The Government wants to support all young people to be happy, healthy and safe and has introduced compulsory health education in all primary and secondary state funded schools. The focus of health education is on teaching the characteristics of good physical health and mental wellbeing. The Department has published a package of support to help all teachers increase their confidence and quality of teaching, including in relation to teaching health and prevention and physical health and fitness. The support is available on a one stop page for teachers on GOV.UK and includes access to training delivered through regional Teaching School networks: https://www.gov.uk/guidance/teaching-about-relationships-sex-and-health.


Written Question
Air Pollution: Curriculum
25 Nov 2020

Questioner: Barry Sheerman (LAB - Huddersfield)

Question

To ask the Secretary of State for Environment, Food and Rural Affairs, what discussions he has had with the Secretary of State for Education on the incorporation of air quality within the national curriculum.

Answered by Rebecca Pow

Air pollution poses the biggest environmental threat to public health and improving air quality remains a top priority for the Government. In delivering against our challenging air quality commitments, we regularly hold discussions with Ministers and officials across Government departments, including the Department for Education. We have had no specific discussions on the incorporation of air quality within the national curriculum.

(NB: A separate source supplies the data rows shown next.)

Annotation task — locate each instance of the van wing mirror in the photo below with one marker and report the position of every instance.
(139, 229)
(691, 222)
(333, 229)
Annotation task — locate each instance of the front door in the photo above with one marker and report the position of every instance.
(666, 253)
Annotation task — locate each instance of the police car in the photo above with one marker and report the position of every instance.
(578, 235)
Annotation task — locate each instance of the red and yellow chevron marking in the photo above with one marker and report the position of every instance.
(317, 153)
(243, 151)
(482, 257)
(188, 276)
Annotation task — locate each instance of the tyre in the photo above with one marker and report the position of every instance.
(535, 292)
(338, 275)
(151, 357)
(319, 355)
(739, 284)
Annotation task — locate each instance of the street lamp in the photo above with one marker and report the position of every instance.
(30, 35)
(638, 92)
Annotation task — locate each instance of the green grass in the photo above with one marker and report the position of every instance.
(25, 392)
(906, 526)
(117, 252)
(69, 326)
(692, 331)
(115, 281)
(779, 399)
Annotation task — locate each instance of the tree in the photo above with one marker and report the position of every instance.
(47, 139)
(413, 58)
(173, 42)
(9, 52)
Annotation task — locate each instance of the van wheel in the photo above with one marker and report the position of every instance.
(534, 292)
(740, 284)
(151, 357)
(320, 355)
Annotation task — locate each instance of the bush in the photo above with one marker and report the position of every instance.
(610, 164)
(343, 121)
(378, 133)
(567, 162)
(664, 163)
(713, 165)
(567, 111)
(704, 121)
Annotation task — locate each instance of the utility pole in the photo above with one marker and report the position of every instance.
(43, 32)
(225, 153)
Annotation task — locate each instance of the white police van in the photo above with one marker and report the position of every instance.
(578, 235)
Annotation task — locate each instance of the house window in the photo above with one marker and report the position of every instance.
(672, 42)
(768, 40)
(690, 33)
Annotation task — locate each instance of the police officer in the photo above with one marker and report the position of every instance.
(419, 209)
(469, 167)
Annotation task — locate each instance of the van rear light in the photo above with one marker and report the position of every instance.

Defra's Air Quality Grant Scheme has provided funding to local authorities to undertake projects focused on schools. Last year's scheme awarded nearly £500,000 to Blaby District Council, East Sussex County Council, Sheffield City Region Mayoral Combined Authority and Wokingham Borough Council to undertake education and awareness projects in schools to encourage behaviour change such as active travel.


Written Question
Schools: Air Pollution
17 Nov 2020

Questioner: Baroness Randerson (LDEM - Life peer)

Question

To ask Her Majesty's Government whether schools are encouraged to develop individual clean air plans; and if so, how they incentivise the development of such plans.

Answered by Baroness Berridge

Local authorities are responsible for air quality in their area and must ensure that it meets the standards set in local air quality action plans. Concerns regarding the air quality in school buildings fall to the body responsible for the school to check and establish what measures need to be taken to improve air quality.

In 2018, the department published Building Bulletin 101 (BB101), which contains guidance for school design on ventilation, thermal comfort and indoor air quality. This guidance sets out the World Health Organisation’s air quality guidelines and Air Quality Standards Regulation 2010 for indoor air quality. BB101 requires the indoor environment of new or refurbished school buildings to be monitored by recording temperature and levels of carbon dioxide.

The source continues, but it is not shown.